The discussion referred to an incident during the West Indies/Pakistan opening match at Sabina Park, Jamaica, in World Cup 2007 on Tuesday, March 13, where Chris Gayle, in preventing the ball from reaching the boundary, touched the rope with the toe of his right boot and the Third Umpire, on the basis of several television replays, adjudged it to be a four.
Commentator Tony Cozier, on the television coverage, disagreed with the umpire’s decision and said that in circumstances such as occurred with Gayle’s piece of fielding, a boundary should not be awarded, and the relevant rule should be so amended.
The presumption in my article was that if any part of the body touched the rope, it was as though the ball had touched the rope and this contention was extended to the propriety or ‘legality’ of catches ‘cupped’ by wicketkeepers and fielders where the gloves or bare hands were touching the ground.
Thus, the questions which arose were:
* When is a four a four?
* When is a catch a catch?
* Is the batsman’s glove a part of the bat?
* Is the wicketkeeper’s glove a part of the ball?
* Is the fielder’s body a part of the turf?
However, the lone dissent, and he may well have provided the correct explanation, came from Peter Webster, agriculturalist, former manager at the Caribbean Development Bank, and cricket enthusiast.
He felt the flaw in the article was its concentration on the ‘ball’ when it should properly have been on Gayle (the fieldsman).
Mr.
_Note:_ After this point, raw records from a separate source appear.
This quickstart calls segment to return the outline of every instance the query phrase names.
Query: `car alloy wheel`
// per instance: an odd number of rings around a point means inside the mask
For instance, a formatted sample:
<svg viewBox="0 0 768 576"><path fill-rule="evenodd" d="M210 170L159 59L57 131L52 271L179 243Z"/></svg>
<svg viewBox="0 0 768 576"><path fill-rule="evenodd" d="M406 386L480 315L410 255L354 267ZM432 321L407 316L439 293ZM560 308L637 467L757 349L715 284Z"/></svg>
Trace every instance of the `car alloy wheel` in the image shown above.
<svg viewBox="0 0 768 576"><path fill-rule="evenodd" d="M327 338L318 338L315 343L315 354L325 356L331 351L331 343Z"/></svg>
Webster’s theory was that by his boot touching the boundary rope, as the television replays clearly showed, Gayle had technically put himself off the field of play, in other words, ‘beyond the boundary’, and having done so he could not then have prevented the ‘four’.
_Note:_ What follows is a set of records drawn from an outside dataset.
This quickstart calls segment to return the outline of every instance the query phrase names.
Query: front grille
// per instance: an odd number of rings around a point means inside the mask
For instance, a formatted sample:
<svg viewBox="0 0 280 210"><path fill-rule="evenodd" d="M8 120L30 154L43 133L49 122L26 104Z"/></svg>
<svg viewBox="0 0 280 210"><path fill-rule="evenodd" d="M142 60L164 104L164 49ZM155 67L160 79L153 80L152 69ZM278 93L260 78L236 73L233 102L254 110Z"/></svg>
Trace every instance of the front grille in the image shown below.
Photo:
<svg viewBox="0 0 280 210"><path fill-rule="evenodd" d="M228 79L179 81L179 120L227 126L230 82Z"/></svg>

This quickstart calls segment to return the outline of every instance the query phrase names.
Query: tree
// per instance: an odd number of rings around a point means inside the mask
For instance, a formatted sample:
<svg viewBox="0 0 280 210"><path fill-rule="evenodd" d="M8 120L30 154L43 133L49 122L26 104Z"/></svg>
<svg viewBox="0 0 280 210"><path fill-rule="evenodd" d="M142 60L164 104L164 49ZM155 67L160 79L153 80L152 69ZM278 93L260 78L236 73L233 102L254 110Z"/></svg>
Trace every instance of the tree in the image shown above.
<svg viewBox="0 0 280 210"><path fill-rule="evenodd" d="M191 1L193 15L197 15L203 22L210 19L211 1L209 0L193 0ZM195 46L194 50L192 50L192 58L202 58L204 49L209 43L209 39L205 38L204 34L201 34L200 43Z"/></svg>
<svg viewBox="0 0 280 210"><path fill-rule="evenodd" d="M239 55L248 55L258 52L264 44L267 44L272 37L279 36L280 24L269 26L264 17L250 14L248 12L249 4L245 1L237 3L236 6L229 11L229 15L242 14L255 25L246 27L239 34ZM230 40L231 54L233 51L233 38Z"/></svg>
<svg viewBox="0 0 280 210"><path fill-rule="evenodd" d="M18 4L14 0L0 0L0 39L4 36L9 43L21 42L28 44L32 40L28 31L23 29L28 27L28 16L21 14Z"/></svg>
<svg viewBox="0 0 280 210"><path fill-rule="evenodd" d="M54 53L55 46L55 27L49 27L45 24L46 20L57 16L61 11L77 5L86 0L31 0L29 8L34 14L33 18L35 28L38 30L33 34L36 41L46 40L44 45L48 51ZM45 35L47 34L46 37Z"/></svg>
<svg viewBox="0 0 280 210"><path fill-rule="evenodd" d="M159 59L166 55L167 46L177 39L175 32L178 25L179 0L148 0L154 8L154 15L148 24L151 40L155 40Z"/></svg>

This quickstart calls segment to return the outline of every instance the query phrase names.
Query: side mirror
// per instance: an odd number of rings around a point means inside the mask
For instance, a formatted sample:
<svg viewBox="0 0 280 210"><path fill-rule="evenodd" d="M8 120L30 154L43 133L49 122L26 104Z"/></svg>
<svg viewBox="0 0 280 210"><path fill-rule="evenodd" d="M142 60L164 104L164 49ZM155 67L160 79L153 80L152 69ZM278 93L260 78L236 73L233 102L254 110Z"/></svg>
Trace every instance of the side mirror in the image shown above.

Here follows the text of Mr. Webster’s intervention: “You make a good argument from one point of view, but like everything else there is another side to that particular coin. The other side relates to whether the fielder is on the field of play or outside. A fielder cannot catch a ball while standing outside the field of play, nor is he allowed to stop a ball while outside the field of play.
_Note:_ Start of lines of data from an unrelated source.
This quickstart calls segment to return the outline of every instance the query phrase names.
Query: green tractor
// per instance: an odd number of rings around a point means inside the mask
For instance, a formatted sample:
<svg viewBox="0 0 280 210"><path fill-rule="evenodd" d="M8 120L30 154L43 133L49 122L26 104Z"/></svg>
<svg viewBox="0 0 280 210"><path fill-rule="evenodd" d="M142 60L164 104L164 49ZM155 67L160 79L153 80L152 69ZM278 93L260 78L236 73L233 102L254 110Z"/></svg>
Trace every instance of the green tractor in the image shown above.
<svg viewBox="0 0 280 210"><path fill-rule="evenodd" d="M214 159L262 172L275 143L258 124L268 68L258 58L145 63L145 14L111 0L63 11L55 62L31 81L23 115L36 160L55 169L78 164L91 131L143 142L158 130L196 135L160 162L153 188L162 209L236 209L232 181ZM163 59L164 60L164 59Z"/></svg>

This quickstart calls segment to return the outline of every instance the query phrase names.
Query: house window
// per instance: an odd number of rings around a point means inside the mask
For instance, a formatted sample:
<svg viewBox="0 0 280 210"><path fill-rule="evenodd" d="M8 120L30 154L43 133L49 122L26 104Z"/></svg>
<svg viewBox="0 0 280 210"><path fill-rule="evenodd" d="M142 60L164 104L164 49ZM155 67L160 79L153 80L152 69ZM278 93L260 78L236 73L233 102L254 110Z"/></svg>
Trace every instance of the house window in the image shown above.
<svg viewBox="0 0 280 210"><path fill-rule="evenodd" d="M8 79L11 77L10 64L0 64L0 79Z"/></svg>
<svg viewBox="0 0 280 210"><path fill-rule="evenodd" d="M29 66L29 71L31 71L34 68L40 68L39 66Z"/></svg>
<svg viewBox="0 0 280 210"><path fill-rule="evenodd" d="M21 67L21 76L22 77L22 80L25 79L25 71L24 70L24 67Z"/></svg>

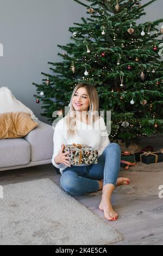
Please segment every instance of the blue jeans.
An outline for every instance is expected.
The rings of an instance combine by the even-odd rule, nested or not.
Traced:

“The real issue is how we define a fielder on the field or out, and the definition must be clear and unambiguous and easy to determine. I can imagine the plethora of arguments that would arise with any other definition than the current one where once a fielder is touching the rope he is outside of play.”
To widen the comparison, it would have been as if the 12th man, with bottled water in one hand and a towel over his shoulder, had stepped onto the field of play and stopped a ball which was approaching the rope – still a four.
Or a spectator, as we have seen so often, especially youngsters, running across the rope to field a certain four; or when between one and four runs were required for victory and a delivery is whacked toward the boundary, spectators storm across the rope well before the ball reached – some wishing to have the ball as souvenir – but no one ever doubts its validity as a boundary to seal the match.
Some responders thought the issue raised about wicketkeepers’ gloves and fielders’ hands touching the ground in effecting catches was unique, but a hornets’ nest which would be best if left undisturbed.